I won’t even go into my feelings about Mr. Alexander actually trying, in a court of law, to be named “official biographer” so no one else—including Joel Engel, who wrote that
other
, warts-and-all Roddenberry biobook—would be able to contradict the Martinized version Majel had hired Alexander to write. (March 17, 1994; Case #SP 000 741; Superior Court of the State of California, in and for the County of Los Angeles.)
But what I
would
like to dwell on for a moment, because it is so goddam ludicrous and bogus that I can’t even get pissed at it, all I can do is shake my head in dumbfounded disbelief at the bodacious
chutzpah
of Roddenberry and those who spent their time sucking up to him, is a little number Mr. Alexander and El Supremo ran in an interview in
The Humanist
(March/April 1991; Volume 51, Number 2).
Now remember, folks, before we tumble down
this
weird little rabbit hole into Roddenberryland, that nothing of the story or characters in “City” existed before I wildly dreamed up the plot and presented it to
Star Trek
. It was all outta my head, y’ know what I’m saying here?
But in
The Humanist Interview
titled “Gene Roddenberry: Writer, Producer, Philosopher, Humanist” by David Alexander, we find the eye-opening exchange reproduced here.
To read the interview, visit http://www.ereads.com/cityontheedge
Alexander suggests to Roddenberry that Sister Edith Keeler, a character I created, and whom I based on the famous Aimee Semple McPherson, an historically-prominent evangelist of the 1920s and ’30s, was actually Roddenberry’s brainstorm, based on his father, whom he speaks of admiringly. (I won’t reprise what other books about Roddenberry have said in relation to the Great Bird and his father, and how Bird felt about the old man, and what their relationship was. I am sworn not to get into Roddenberry’s personal life here, for which pledge I am infinitely grateful.)
Above: Flamboyant Pentecostal preacher "Sister" Aimee Semple McPherson (1890-1944) was the first evangelist to recognize the potential of radio to reach a vast "congregation" (Library of Congress)
Now, doesn’t that absolutely fry the fish, folks! Don’t it just warm that illegitimate corner of all our hearts in which lies the most corrosive, mendacious beast of self-aggrandizement we can imagine?
Not only was the miserable, lying sonofabitch shameless in trying to grab credit for having
written
the script, he was not above tacitly acquiescing to the suggestion that it was all his own invention, right from the git-go.
Was I infuriated when one of my readers sent me
that
steaming Alexandrian turd?
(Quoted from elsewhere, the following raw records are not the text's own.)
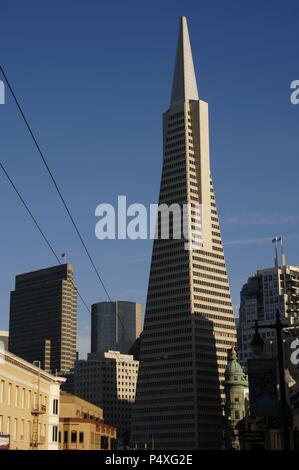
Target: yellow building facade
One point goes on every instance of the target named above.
(81, 426)
(29, 404)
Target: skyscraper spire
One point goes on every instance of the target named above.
(184, 85)
(189, 324)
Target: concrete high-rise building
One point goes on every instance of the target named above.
(265, 292)
(29, 404)
(43, 318)
(189, 323)
(108, 380)
(115, 326)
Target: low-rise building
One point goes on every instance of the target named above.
(82, 427)
(29, 404)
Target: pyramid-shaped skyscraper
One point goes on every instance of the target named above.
(189, 323)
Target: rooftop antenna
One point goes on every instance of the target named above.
(283, 256)
(275, 240)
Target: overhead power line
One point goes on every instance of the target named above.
(54, 182)
(40, 152)
(46, 239)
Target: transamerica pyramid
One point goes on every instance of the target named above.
(189, 323)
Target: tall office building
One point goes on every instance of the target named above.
(108, 380)
(189, 324)
(43, 317)
(268, 290)
(115, 326)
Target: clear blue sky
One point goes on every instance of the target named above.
(94, 78)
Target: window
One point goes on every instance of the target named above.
(29, 399)
(54, 433)
(15, 429)
(55, 407)
(23, 398)
(2, 391)
(17, 396)
(22, 429)
(9, 393)
(8, 425)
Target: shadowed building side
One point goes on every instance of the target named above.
(189, 323)
(43, 318)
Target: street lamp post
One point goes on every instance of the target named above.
(257, 346)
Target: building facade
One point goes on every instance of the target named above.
(265, 292)
(43, 318)
(29, 404)
(82, 427)
(236, 400)
(4, 335)
(115, 326)
(108, 380)
(189, 323)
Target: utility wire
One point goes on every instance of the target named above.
(36, 224)
(60, 194)
(24, 203)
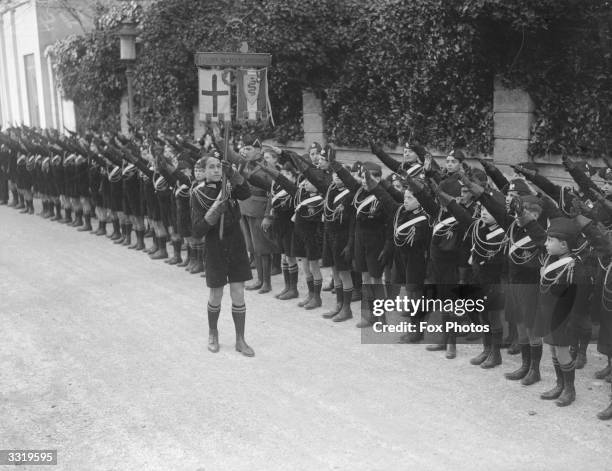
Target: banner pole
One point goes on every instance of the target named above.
(224, 176)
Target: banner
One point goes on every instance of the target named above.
(214, 96)
(253, 101)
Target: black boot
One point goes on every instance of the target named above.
(345, 311)
(258, 283)
(68, 218)
(357, 286)
(187, 259)
(266, 267)
(193, 257)
(555, 392)
(101, 228)
(524, 368)
(482, 356)
(286, 278)
(58, 212)
(512, 335)
(605, 372)
(315, 300)
(176, 256)
(276, 264)
(198, 263)
(78, 221)
(292, 292)
(87, 225)
(533, 375)
(494, 358)
(138, 233)
(116, 230)
(123, 235)
(161, 252)
(239, 316)
(338, 306)
(310, 284)
(128, 234)
(151, 250)
(367, 317)
(569, 393)
(213, 332)
(583, 343)
(329, 286)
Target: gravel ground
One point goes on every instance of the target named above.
(103, 357)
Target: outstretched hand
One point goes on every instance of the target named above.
(369, 181)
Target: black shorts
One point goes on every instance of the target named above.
(131, 191)
(411, 265)
(105, 190)
(333, 244)
(183, 217)
(306, 244)
(152, 202)
(283, 231)
(116, 196)
(165, 209)
(226, 260)
(368, 246)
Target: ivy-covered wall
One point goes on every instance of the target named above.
(390, 69)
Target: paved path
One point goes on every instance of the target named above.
(103, 357)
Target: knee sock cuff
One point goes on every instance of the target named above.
(571, 366)
(210, 307)
(239, 308)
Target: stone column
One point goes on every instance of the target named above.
(313, 118)
(124, 114)
(512, 119)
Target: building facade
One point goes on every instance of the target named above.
(28, 91)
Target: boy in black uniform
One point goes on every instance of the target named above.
(411, 235)
(370, 235)
(227, 260)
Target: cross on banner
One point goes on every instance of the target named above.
(214, 96)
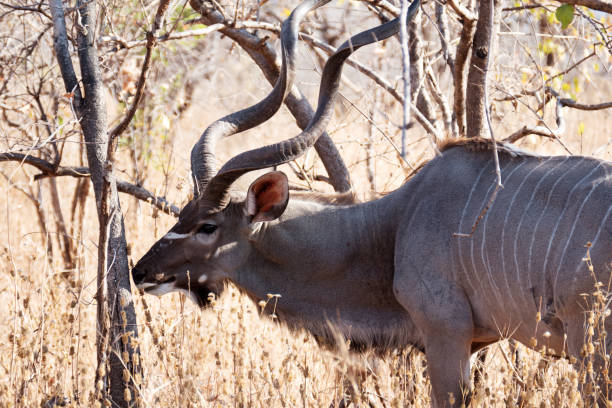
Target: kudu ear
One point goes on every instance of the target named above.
(267, 197)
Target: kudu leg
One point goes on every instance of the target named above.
(444, 317)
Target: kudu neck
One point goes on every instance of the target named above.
(332, 264)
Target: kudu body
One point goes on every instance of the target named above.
(405, 269)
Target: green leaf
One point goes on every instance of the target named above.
(565, 14)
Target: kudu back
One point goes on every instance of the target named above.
(408, 269)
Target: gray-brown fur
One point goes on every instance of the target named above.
(403, 269)
(393, 272)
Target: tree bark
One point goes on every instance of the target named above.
(116, 337)
(482, 50)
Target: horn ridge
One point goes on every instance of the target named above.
(290, 149)
(203, 159)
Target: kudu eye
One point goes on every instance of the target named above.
(207, 229)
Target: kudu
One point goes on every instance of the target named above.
(405, 269)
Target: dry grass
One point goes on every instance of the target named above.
(226, 356)
(229, 356)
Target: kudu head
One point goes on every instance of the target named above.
(212, 238)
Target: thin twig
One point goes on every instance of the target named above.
(48, 170)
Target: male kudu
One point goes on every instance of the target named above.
(397, 271)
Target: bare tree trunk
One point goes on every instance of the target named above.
(418, 92)
(459, 75)
(119, 381)
(63, 238)
(482, 50)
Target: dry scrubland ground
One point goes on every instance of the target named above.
(228, 356)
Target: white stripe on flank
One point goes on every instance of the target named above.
(459, 239)
(569, 238)
(525, 212)
(535, 229)
(174, 235)
(600, 228)
(554, 231)
(482, 245)
(506, 182)
(517, 191)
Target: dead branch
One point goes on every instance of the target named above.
(599, 5)
(459, 73)
(442, 23)
(482, 50)
(142, 79)
(48, 170)
(62, 52)
(370, 73)
(463, 12)
(544, 130)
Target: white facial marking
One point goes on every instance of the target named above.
(225, 248)
(144, 285)
(162, 289)
(174, 235)
(190, 295)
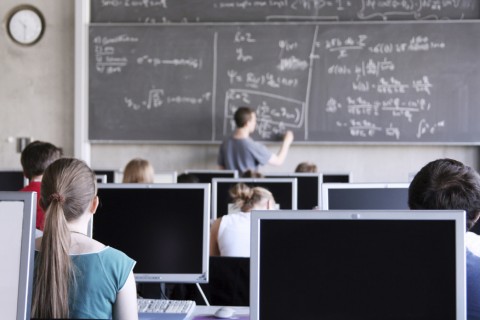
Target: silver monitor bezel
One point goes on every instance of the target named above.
(456, 215)
(216, 181)
(195, 171)
(201, 277)
(327, 186)
(26, 265)
(300, 174)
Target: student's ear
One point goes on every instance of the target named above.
(94, 204)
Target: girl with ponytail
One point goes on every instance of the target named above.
(76, 276)
(230, 234)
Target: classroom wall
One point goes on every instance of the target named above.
(36, 83)
(37, 98)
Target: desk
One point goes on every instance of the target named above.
(210, 310)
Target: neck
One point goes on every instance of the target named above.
(241, 133)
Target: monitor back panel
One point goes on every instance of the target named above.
(368, 196)
(308, 185)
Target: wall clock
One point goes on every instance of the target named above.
(25, 25)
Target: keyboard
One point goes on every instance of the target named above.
(164, 309)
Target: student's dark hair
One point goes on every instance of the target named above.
(187, 178)
(306, 167)
(68, 188)
(138, 171)
(246, 197)
(446, 184)
(242, 116)
(37, 156)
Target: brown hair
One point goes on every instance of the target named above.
(246, 197)
(138, 171)
(68, 188)
(242, 116)
(37, 156)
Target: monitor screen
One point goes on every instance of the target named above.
(165, 177)
(284, 192)
(365, 196)
(17, 218)
(12, 180)
(206, 176)
(358, 265)
(309, 188)
(109, 173)
(164, 227)
(335, 177)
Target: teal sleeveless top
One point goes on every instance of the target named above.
(99, 277)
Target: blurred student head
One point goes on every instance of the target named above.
(138, 171)
(449, 185)
(37, 156)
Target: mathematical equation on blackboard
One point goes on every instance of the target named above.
(165, 11)
(344, 83)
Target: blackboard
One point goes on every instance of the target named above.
(378, 82)
(161, 11)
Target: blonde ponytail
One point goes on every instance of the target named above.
(246, 198)
(68, 186)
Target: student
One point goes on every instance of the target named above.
(138, 171)
(449, 184)
(76, 276)
(230, 234)
(35, 158)
(240, 152)
(306, 167)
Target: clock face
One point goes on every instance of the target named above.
(25, 26)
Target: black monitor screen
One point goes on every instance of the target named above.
(109, 173)
(335, 177)
(367, 198)
(205, 176)
(283, 190)
(343, 270)
(11, 180)
(164, 228)
(308, 188)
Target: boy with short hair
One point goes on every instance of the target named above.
(35, 158)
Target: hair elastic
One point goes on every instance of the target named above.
(56, 197)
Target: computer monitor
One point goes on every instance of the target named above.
(12, 180)
(165, 177)
(364, 196)
(111, 174)
(284, 192)
(17, 218)
(387, 265)
(206, 176)
(336, 177)
(101, 178)
(309, 188)
(164, 227)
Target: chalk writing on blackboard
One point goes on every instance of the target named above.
(356, 82)
(166, 11)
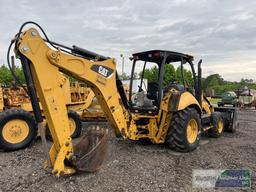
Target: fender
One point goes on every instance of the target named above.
(181, 100)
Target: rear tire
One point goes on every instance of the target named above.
(218, 125)
(178, 136)
(17, 129)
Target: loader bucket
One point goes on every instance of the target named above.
(229, 115)
(90, 151)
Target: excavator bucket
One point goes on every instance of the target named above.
(90, 151)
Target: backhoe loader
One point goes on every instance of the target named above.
(172, 114)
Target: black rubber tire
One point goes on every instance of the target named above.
(215, 118)
(78, 130)
(21, 114)
(177, 134)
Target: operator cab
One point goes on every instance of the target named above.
(148, 98)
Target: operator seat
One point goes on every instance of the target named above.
(174, 85)
(153, 92)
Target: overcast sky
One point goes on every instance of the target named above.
(221, 32)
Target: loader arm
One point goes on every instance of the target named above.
(45, 64)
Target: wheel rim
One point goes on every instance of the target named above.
(72, 125)
(15, 131)
(192, 131)
(220, 126)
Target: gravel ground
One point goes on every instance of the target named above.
(133, 166)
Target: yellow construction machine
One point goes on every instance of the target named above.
(173, 114)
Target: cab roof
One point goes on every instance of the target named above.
(157, 56)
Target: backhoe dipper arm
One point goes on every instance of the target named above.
(45, 64)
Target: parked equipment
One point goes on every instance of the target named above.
(171, 114)
(247, 98)
(228, 98)
(17, 125)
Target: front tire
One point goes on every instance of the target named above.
(184, 130)
(17, 129)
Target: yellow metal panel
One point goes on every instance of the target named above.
(187, 99)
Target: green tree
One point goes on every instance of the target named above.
(212, 80)
(6, 78)
(124, 76)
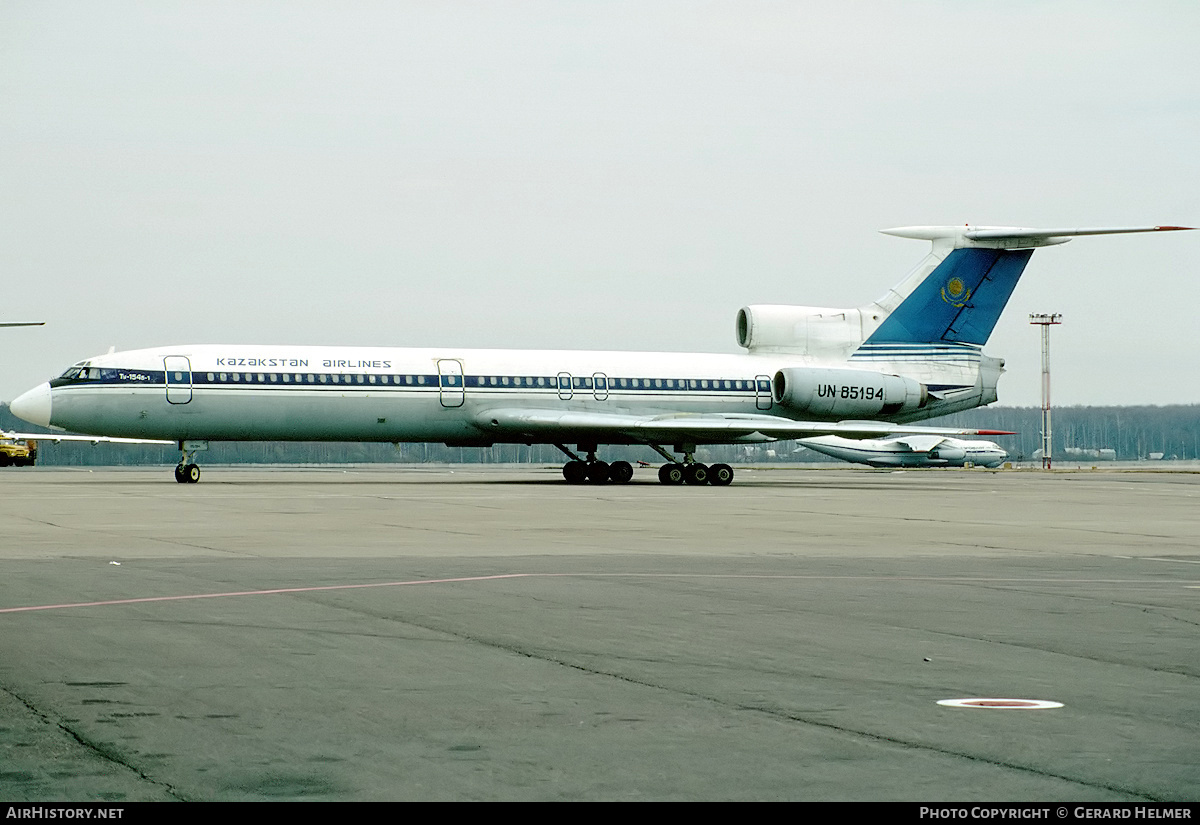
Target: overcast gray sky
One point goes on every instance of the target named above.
(589, 175)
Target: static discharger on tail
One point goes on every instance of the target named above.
(807, 372)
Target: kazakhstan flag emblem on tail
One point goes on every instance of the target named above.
(955, 293)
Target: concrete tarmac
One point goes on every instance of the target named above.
(406, 633)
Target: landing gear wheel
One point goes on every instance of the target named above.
(575, 471)
(671, 474)
(720, 475)
(598, 473)
(621, 473)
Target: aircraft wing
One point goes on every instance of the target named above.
(918, 443)
(93, 439)
(702, 427)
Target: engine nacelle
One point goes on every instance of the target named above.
(786, 329)
(846, 393)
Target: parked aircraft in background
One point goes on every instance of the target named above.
(910, 451)
(862, 373)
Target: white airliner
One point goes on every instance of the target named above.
(915, 354)
(910, 451)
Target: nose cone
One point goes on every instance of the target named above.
(34, 405)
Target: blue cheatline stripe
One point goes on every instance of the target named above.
(959, 302)
(340, 381)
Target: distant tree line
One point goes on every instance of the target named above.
(1133, 432)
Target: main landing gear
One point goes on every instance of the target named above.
(577, 470)
(187, 471)
(689, 471)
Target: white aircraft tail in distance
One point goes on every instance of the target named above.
(805, 372)
(910, 451)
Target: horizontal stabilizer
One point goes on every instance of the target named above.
(1013, 238)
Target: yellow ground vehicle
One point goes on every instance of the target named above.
(17, 452)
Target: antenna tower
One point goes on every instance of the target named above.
(1045, 321)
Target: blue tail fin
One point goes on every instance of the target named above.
(959, 302)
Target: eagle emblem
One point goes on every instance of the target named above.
(955, 293)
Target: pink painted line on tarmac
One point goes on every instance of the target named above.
(262, 592)
(948, 579)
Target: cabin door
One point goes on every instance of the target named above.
(179, 379)
(450, 380)
(762, 392)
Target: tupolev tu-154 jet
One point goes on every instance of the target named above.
(862, 373)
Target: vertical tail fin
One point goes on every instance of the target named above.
(958, 294)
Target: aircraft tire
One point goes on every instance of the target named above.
(598, 473)
(671, 474)
(575, 471)
(720, 475)
(621, 473)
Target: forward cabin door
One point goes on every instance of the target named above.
(179, 379)
(762, 392)
(450, 380)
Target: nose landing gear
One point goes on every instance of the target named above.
(187, 471)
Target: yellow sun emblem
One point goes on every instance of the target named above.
(955, 293)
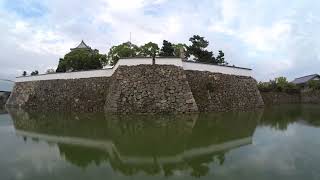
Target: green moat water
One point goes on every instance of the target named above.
(273, 143)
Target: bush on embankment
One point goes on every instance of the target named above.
(279, 84)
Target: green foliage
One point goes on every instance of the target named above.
(149, 50)
(81, 59)
(177, 49)
(314, 84)
(167, 49)
(34, 73)
(279, 84)
(122, 51)
(198, 50)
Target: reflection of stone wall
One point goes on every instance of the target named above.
(132, 144)
(305, 97)
(141, 89)
(271, 98)
(310, 97)
(61, 95)
(221, 92)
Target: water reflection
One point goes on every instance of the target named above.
(280, 117)
(133, 144)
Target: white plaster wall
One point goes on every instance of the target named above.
(216, 69)
(135, 62)
(169, 61)
(70, 75)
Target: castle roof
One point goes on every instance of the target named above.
(305, 79)
(82, 45)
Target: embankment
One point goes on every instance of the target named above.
(137, 86)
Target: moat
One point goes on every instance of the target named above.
(282, 142)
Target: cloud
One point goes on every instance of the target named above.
(273, 37)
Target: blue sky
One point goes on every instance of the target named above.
(273, 37)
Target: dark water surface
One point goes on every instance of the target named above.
(275, 143)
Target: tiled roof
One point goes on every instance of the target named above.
(82, 45)
(305, 79)
(6, 85)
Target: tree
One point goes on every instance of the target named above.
(220, 58)
(123, 50)
(177, 49)
(50, 71)
(149, 50)
(198, 50)
(167, 49)
(34, 73)
(81, 59)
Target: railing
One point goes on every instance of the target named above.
(138, 61)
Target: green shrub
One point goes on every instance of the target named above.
(314, 84)
(279, 84)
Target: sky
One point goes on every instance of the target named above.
(273, 37)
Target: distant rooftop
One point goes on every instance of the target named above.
(305, 79)
(82, 45)
(6, 85)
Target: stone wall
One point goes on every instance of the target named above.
(150, 89)
(222, 92)
(141, 89)
(84, 95)
(3, 99)
(275, 98)
(312, 97)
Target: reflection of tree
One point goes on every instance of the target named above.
(83, 156)
(149, 144)
(280, 117)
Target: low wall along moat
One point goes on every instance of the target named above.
(136, 86)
No, of course not. I am a sensible, rational person, ready to accept the fallaciousness of the existence of Santa Claus, the Tooth Fairy, and the ability of my poor, stunted brain to create a character so fully-formed and coherent that even now when she goes out on the book-signing circuit, Joan Collins is asked repeatedly about Sister Edith Keeler.
Which brings me to a beauty.
And I don’t mean Collins.
If you’ve read the script, you will remember that Edith Keeler is an humanitarian whose philosophy is one of kindness and compassion. It is stated in the script that she develops, over the next few years, a coherent identifiable philosophy that many people in that post-World War I, semi-Isolationist society found appealing. It is set forth in the teleplay that her philosophy catches on—something like Scientology without the phony scams—and it is sufficiently appealing that it produces a tone in the body politic that briefly keeps America out of the war against Hitler. A brief period that permits the development of the first atomic bomb not by America, but by The Third Reich, and that leads to Germany winning World War II.